As I listened to Ann Romney and Michelle Obama talk about their husbands’ character, compassion, integrity, honesty, commitment, intelligence, generosity, kindness, love and patriotism, I thought, “These guys must be on the fast track to sainthood at the Vatican.”
It’s like both campaigns feel a need to portray their candidates as wonderful people, right up there with Mother Theresa. And then after the conventions, the PACs of both parties are focusing on destroying those images – amplifying any choice of words that give the wrong impression, any statement captured on an iPhone when the candidate thought he was speaking off the record, any comment made when he thought the sound system had been turned off.
Is that what we want? Is that what we expect? John Kennedy, Ronald Reagan, Cardinal Bernardin and Dr. Martin Luther King all rolled into one? I heard that is why Colin Powell didn’t run for president in 1996.He didn’t want to put himself and his family through that kind of high-expectation, knit-picking, character-assassinating wringer.
And then I imagined the spouses of all the candidates running for mayor next time around, giving public speeches in which they would paint their partners as candidates for sainthood. I think most of us would roll our eyes and shake our heads. It’s not because they’re bad people but because we know them too well. We will vote for one of them, not because he/she is perfect but because we make the judgment that one will do the job a little better than the other.
No perfection expected. No utopia anticipated or demands for heaven to be brought to earth. Simply that one will do a little bit better job than the other. That’s all. Just a little bit better.
One way to look at religion is that it is an attempt to figure out how the ideal and the perfect have anything to do with the ambiguous reality in which we live. In a small town where we bump into each other often, where we are seen on our good days and our bad days, it’s hard to believe that anyone, running for office or not, is anywhere close to perfect.

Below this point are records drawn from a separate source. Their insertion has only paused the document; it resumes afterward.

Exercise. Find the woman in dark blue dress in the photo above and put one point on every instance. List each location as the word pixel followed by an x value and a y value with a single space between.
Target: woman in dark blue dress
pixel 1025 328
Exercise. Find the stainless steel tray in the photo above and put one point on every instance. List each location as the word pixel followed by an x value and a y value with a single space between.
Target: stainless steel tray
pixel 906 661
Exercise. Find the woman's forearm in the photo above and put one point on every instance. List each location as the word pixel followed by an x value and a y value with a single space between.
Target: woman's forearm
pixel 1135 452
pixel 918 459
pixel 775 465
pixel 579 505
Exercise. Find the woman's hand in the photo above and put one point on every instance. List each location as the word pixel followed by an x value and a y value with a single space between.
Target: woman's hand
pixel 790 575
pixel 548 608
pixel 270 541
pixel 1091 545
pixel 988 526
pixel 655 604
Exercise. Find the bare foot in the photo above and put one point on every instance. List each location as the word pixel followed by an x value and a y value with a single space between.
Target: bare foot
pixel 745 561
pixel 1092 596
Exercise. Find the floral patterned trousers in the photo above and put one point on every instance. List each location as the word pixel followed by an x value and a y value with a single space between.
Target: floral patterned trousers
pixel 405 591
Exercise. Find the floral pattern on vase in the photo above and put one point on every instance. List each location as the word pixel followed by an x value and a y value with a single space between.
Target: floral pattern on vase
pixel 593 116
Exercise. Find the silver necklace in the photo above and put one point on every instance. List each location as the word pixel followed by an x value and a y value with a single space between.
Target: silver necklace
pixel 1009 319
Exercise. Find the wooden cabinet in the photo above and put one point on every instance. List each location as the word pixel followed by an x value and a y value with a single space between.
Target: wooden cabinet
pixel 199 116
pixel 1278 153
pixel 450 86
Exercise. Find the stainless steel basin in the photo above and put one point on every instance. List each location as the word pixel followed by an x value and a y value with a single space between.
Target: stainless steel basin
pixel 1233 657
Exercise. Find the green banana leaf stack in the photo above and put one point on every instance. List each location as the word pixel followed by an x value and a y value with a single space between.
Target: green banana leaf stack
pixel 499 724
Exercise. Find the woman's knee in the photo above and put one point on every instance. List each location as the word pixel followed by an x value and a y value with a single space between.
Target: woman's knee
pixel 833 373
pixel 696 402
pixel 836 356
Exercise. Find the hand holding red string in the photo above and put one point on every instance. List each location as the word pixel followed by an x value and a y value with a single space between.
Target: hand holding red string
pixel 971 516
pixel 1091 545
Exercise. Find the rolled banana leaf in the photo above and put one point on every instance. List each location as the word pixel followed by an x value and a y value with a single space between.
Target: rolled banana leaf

In my opinion, that is healthy. We are all – to speak in religious language – sinners. We’ve all fallen short of the glory of God. We’ve all spoken out of turn, hurt other people, messed up relationships and been dishonest, if not to others then certainly to ourselves.
Jesus said, “Let those who are without sin, throw the first stone.” That goes for elected officials. It goes for newspaper columnists. It goes for how we talk about village affairs with our friends as we are eating breakfast at Louie’s.
It’s not that we can’t criticize what elected officials say or the decisions they make. It’s one thing, however, to make a respectful criticism and it’s another thing to throw personal, demonizing stones. Respectful criticism contributes to the public good. Stone-throwing, in the long run, tears it down. That’s why I won’t listen to Michael Moore and Stephen Colbert on the left or Rush Limbaugh and Glenn Beck on the right.
As I view the world through my religious lens, what I see is that none of us is perfect. It’s deceitful for politicians to pretend that they are, and it’s unfair if not delusional for voters to demand that candidates show us that they are squeaky clean before we’ll vote for them.
Character does matter, but it’s also important to take logs out of our own eyes before looking for specks in the eyes of the 1%, the 47%, or the 99%.
I can’t make billionaires stop creating negative attack ads that attempt to win elections by demonizing candidates they oppose. What I can do is say to my friends and neighbors, “Let’s stick to substance in the way we talk to and about each other. Let’s not impugn another person’s motives. Let’s not make it personal.”